Given the amount of added code this way for, basically the addition of the swapWord method, it seems heavy. An argument could be made that this is Application logic at this point and should be pushed into that layer .. keeping this library "clean" (back to my original point of not adding anything :P)

If this is half-close to your code let me know and we can create a PR.

[lynniemagoo]

I offered a thumbs up above regarding the simpler API. I have also wondered about this. If you really needed to do something here, I'd recommend using bitwise operations to do the swap.
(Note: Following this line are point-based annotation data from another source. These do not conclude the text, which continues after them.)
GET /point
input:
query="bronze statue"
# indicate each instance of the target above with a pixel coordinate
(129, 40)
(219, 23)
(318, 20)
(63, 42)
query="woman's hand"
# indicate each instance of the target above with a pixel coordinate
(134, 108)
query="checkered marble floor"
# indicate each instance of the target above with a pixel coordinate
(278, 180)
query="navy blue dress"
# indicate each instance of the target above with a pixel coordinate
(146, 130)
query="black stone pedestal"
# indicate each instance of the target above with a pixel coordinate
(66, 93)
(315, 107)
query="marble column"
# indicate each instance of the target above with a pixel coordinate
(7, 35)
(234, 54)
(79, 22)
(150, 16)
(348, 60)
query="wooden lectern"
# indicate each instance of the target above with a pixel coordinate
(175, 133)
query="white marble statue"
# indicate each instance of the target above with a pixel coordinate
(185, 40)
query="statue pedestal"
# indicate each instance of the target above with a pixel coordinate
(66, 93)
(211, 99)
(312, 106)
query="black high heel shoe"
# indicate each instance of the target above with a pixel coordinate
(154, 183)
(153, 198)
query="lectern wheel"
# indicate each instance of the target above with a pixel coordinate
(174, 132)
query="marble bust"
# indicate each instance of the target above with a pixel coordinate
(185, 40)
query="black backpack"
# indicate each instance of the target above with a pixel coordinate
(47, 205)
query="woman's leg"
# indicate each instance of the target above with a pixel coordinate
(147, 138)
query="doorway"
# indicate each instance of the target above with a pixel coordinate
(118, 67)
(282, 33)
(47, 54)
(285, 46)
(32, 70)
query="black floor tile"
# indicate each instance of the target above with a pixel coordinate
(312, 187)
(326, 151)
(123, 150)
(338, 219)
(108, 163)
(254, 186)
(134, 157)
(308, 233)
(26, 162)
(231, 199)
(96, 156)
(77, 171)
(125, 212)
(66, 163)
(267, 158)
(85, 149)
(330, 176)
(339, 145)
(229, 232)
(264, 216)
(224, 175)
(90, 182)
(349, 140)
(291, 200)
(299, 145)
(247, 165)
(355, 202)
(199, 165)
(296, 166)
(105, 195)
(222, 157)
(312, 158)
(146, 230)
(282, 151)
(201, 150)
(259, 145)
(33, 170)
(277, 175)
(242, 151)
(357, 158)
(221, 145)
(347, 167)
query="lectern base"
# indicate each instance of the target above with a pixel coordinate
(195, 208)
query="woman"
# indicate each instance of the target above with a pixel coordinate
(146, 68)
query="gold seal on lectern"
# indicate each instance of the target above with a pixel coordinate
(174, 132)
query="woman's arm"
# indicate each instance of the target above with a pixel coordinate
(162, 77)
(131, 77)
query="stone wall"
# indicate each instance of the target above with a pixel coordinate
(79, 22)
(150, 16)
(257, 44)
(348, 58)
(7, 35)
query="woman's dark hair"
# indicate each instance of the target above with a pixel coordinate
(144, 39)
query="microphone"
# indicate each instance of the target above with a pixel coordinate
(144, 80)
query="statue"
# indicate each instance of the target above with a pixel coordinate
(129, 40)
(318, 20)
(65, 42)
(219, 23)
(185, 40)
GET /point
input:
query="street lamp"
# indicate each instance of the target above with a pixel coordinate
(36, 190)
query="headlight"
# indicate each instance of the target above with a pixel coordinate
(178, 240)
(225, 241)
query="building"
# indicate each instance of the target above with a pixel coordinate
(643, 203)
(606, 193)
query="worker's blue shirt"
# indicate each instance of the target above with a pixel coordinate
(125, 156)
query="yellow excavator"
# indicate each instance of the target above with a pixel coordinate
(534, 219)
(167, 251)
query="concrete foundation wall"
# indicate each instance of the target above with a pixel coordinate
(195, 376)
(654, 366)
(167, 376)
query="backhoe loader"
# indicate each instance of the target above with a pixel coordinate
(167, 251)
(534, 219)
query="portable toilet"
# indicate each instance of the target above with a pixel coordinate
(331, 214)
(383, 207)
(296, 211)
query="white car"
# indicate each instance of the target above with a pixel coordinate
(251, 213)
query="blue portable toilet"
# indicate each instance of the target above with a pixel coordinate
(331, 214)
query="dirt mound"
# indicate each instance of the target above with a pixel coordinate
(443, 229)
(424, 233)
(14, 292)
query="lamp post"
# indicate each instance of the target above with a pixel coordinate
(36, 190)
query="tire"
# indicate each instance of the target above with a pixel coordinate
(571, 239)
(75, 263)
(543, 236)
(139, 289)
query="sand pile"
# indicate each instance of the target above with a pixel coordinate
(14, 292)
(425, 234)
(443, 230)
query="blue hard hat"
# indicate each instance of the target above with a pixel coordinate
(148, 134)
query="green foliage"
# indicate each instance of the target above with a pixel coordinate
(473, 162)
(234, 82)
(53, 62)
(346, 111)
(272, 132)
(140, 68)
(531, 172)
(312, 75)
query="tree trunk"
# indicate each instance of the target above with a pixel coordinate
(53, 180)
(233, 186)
Assuming you know how to break apart 16 bits, into variables x and y.

(((x) ^= (y)), ((y) ^= (x)), ((x) ^= (y))); // No-temp-var swap operation

In NodeJS, depending on the OS, you have platform-specific Endian as well as platform specific-EOL.

There are indeed many things at play here such as byte ordering on the I2C Bus as well as bit ordering within a byte and, IMO, adding layer upon layer of BE vs LE only adds confusion unless of course you are checking the platform endianness.

There's nothing that says you could not wrap the methods you want with a mixing and weave the behavior you desire. I have to agree with keeping things simple with regard to 'number' data type.